通过相互作用能计算和残差相关分析来合理化工程t细胞受体在癌症免疫治疗中的增强亲和力。

T细胞工程技术的进步极大地改变了癌症免疫治疗领域。特别是，配备修饰T细胞受体的T细胞提出了一种有希望的治疗策略，特别是针对实体瘤。然而，关键的障碍，包括不理想的临床反应率、脱靶毒性和肿瘤微环境的免疫抑制性质，阻碍了这种方法的全面临床实施。了解控制t细胞受体和主要组织相容性复合体分子之间相互作用的分子决定因素，不仅对于设计能够选择性和有效识别癌细胞上MHC的tcr至关重要，而且对于最小化脱靶毒性也至关重要，从而提高基于tcr的治疗的安全性。在这项研究中，我们使用了一个涉及天然TCR （c728）及其亲和增强变体（c796）的测试案例，它们在β CDR1 $$ \beta\ \mathrm{CDR}1 $$区域存在单个保守突变。通过分子动力学模拟、MM/PBSA结合能和自由能摄动计算、残基比能分解和相关分析，我们剖析了工程TCR与肽- mhc复合物的结合亲和力比亲本提高6倍的分子基础。有趣的是，我们的研究结果表明，这种亲和力增强并不直接归因于突变本身，而是与突变直接相关或通过变构途径连接的近端和远端残基的动态相互作用。我们的研究结果与实验数据一致，强调了结构灵活性和变构通信在形成TCR-pMHC相互作用中的微妙作用。通过展示结合计算技术来揭示这些动态的效用，这项工作强调了类似的方法如何指导工程化tcr的合理设计，提高其疗效和特异性，推进其在癌症免疫治疗中的应用。

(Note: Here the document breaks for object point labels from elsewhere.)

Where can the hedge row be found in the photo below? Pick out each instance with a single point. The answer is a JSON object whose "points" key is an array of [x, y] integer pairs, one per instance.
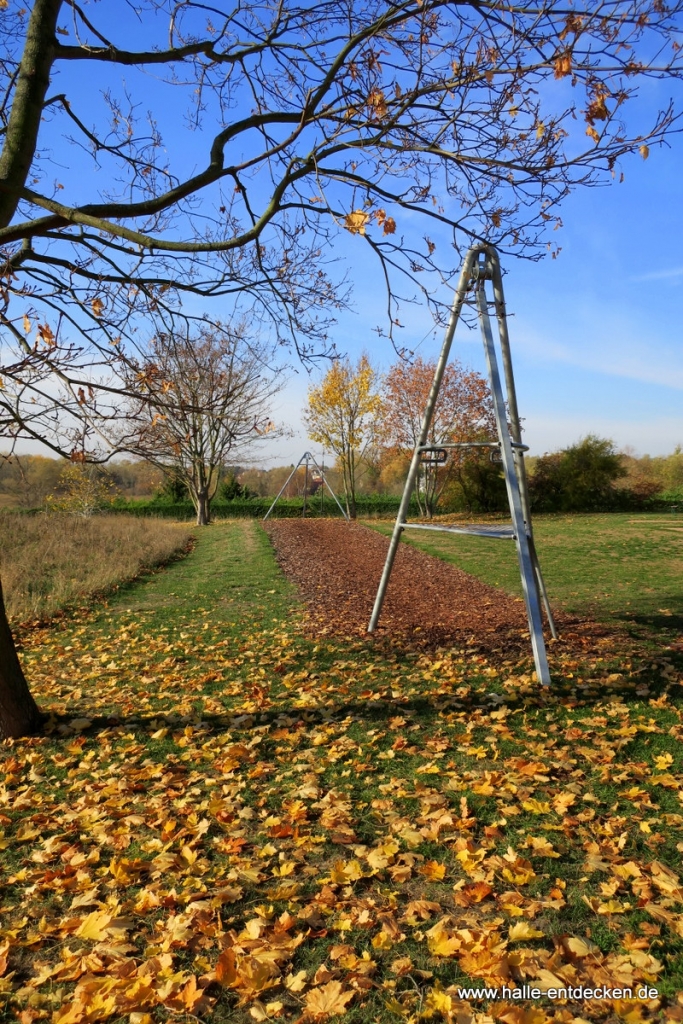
{"points": [[287, 508]]}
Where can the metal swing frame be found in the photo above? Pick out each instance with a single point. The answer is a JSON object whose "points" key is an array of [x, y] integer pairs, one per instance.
{"points": [[306, 458], [482, 264]]}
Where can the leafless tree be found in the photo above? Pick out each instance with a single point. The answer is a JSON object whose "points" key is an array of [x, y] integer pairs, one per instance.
{"points": [[307, 120], [200, 400]]}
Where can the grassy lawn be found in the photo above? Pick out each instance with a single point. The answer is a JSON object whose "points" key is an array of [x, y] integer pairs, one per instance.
{"points": [[53, 562], [230, 819], [610, 566]]}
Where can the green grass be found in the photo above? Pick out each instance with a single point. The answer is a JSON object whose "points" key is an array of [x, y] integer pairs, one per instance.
{"points": [[196, 722], [611, 566]]}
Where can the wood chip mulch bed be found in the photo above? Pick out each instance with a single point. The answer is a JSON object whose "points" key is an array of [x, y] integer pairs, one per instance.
{"points": [[336, 566]]}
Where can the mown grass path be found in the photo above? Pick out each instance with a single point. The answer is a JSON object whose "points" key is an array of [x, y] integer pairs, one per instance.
{"points": [[231, 819], [612, 566]]}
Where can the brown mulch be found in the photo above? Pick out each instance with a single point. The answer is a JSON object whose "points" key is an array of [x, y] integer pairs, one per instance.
{"points": [[337, 567]]}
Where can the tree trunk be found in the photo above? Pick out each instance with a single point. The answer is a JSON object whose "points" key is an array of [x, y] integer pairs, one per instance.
{"points": [[203, 509], [25, 118], [18, 712]]}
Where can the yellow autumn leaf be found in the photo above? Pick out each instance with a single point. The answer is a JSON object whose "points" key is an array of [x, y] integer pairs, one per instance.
{"points": [[328, 1000], [355, 222], [94, 926], [612, 906], [433, 870], [437, 1001], [563, 801], [521, 931], [343, 871], [537, 806]]}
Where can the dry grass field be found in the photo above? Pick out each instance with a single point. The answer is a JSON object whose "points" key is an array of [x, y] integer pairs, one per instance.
{"points": [[50, 562]]}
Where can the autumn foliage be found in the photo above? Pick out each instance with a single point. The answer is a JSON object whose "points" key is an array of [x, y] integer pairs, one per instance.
{"points": [[343, 416], [228, 818], [464, 413]]}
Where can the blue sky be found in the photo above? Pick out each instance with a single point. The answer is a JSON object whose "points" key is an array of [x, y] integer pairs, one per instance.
{"points": [[596, 334]]}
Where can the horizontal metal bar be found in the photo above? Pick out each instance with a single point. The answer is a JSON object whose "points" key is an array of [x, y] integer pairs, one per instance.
{"points": [[500, 532], [447, 444]]}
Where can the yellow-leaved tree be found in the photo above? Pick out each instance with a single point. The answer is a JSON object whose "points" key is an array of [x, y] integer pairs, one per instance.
{"points": [[343, 415]]}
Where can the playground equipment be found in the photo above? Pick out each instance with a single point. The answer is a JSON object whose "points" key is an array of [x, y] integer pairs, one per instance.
{"points": [[481, 264], [307, 459]]}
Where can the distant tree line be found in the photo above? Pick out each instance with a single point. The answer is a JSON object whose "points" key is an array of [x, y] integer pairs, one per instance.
{"points": [[588, 476]]}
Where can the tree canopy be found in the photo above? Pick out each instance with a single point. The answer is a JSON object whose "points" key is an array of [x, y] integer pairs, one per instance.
{"points": [[343, 415]]}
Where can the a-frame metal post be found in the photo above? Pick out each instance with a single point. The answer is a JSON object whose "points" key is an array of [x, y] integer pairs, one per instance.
{"points": [[307, 459], [481, 263]]}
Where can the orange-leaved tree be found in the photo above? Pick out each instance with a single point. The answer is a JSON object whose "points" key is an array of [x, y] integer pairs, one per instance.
{"points": [[343, 414], [464, 413]]}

本文章由计算机程序翻译，如有差异，请以英文原文为准。

求助全文

约1分钟内获得全文求助全文

来源期刊

Proteins-Structure Function and Bioinformatics 生物-生化与分子生物学

CiteScore

5.90

自引率

3.40%

发文量

172

审稿时长

3 months

期刊介绍： PROTEINS : Structure, Function, and Bioinformatics publishes original reports of significant experimental and analytic research in all areas of protein research: structure, function, computation, genetics, and design. The journal encourages reports that present new experimental or computational approaches for interpreting and understanding data from biophysical chemistry, structural studies of proteins and macromolecular assemblies, alterations of protein structure and function engineered through techniques of molecular biology and genetics, functional analyses under physiologic conditions, as well as the interactions of proteins with receptors, nucleic acids, or other specific ligands or substrates. Research in protein and peptide biochemistry directed toward synthesizing or characterizing molecules that simulate aspects of the activity of proteins, or that act as inhibitors of protein function, is also within the scope of PROTEINS. In addition to full-length reports, short communications (usually not more than 4 printed pages) and prediction reports are welcome. Reviews are typically by invitation; authors are encouraged to submit proposed topics for consideration.